You make good points and while I agree that local issuers can file BK and this might be a route, the likelihood is small that they actually do file. Ad Hocs and creditors will pow-wow and work an alternative, sustainability is the name of the game and completely different from a distressed corp. (See Icahn/ CIT). There's no corp raiders in muni land (in the traditional sense). Although I admit that in order to get to this point, the muni in question is in trouble the real question is if the bonds will still pay.

Case in point: Vallejo, CA filed in 2008
The bonds never missed a payment. The reason they filed was to get out from their civil contracts with police,firemen etc. (Like I orginally said, line items #350). I think the real problem is the excess gov. spending.
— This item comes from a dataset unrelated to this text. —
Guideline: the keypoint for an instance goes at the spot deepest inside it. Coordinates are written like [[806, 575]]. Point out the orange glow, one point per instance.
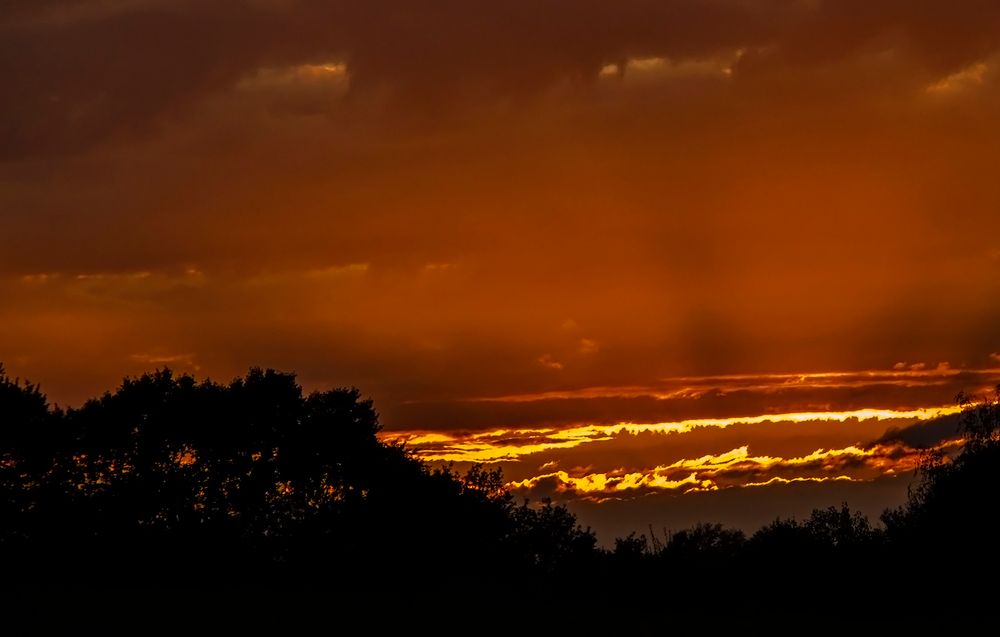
[[734, 468], [495, 445]]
Vallejo was paying firemen $150k per year which sounds ridiculous but I can tell you when your house is on fire you don't want the guy who was the lowest bidder going in to get your child. If states did away with "special interests" programs, aka. friends of friends, most municipalities and states would be ok.

Wed, 10/28/2009 - 16:37 | 113347 Mad Max
Mad Max's picture

Zarrmax, you sound like you know this area and I look forward to a more detailed post after you read the article.  I only deal peripherally with muni bonds and never with distressed bonds, so I'm no expert.  My main point is that between the visceral impact of local tax increases and the abrogation of centuries of law in the GM and Chrysler "bankruptcies," I no longer assume that laws are going to be applied in the way written or intended.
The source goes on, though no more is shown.